Rory spoke as if he admired his stepmom and scorned his biological father. That fit the pattern if he was an abused child. Children have an uncanny ability to know that to survive they must please and placate the abuser. To an outsider, they appear to be genuinely attached. If Rory suffered at Carolyn's hands and his dad failed to protect him, he might understandably hate him for it, cleave to Carolyn.
But Rory was no longer a little kid and, though not a beefy young man, he was strong and fit. Once the child was no longer a child the pattern shifted, fanned out. Any number of responses of the adult victim would be normal. Including a rage so long sublimated to the survival needs of a child that when it broke free it resulted in homicide.
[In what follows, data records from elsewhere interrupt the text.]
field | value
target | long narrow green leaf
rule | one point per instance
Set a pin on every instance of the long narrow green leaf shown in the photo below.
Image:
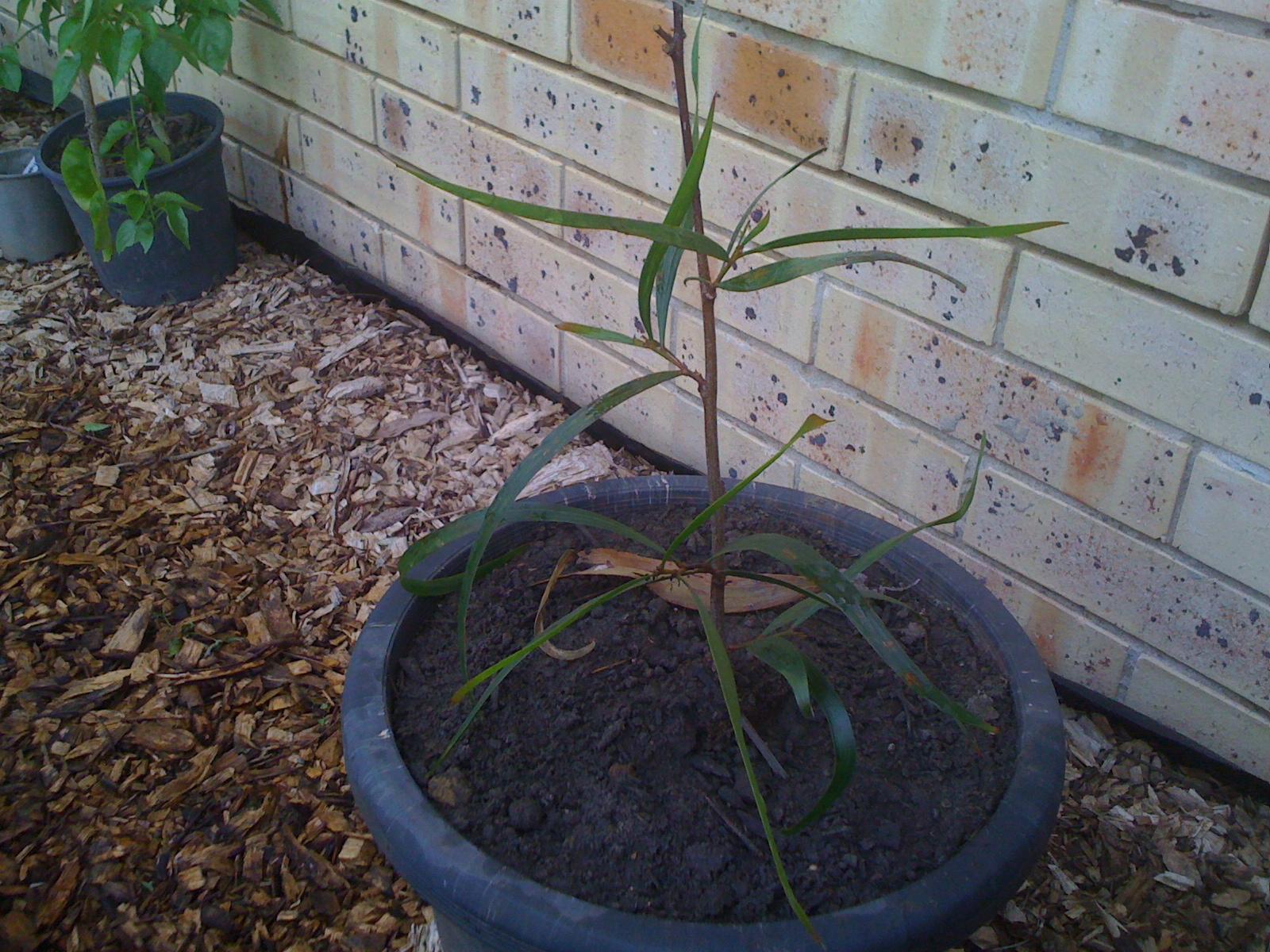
(810, 683)
(656, 232)
(613, 336)
(812, 423)
(732, 701)
(435, 588)
(977, 232)
(526, 511)
(882, 549)
(846, 597)
(781, 272)
(575, 616)
(529, 467)
(745, 219)
(675, 217)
The theory hung together after a fashion, but Anna was unsatisfied. Too many unanswered questions. If Rory was the murderer, how did he set up the assignation with his stepmother? If he didn't and meeting her was simply a coincidence happening after he ran from the bear, what did he use to carve off her face? Only the exceptionally deranged-or the marvellously foresighted-slept with a cleaver secreted about their pajamas. If is not necessary that you think so much.Molly, in her role as psychiatrist and worried sister, had given that advice to Anna shortly after her husband died. Anna heard the words again now and resolutely cleared her mind of boys and cleavers and high-tech drinking apparatus. Into this cleared space came the gentle rhythm of Joan Rand's snore. Anna let it lull her to sleep.
The hike down was uneventful. They went back the way they had come, West Flattop Trail east to Fifty Mountain Camp then Flattop Trail south to the sheared-off edge of the mountain where the steep descent began. The country they traveled was beginning to look way too familiar to Anna. Walking through the common miracle of intensely green and living glacier lilies bursting joyously through exhausted black char, she found she looked mostly to the mountains rising above Flattop, and dreamed about new trails and new views. Cleveland, Merrit, Wilbur. Wilbur,for Christ's sake. Mundane names for objects of such staggering beauty.
Rory was leading the way. Anna had made him point man on the flimsy pretext that it would be good for his orienteering skills-as if a blind three-year-old could get lost on the clear tracks of Glacier's main trails. He complied. Joan looked her questions but never asked them. The answer would have been that Anna just didn't feel comfortable with Rory at her back. She wanted the lad where she could keep an eye on him until a few wrinkles were ironed out.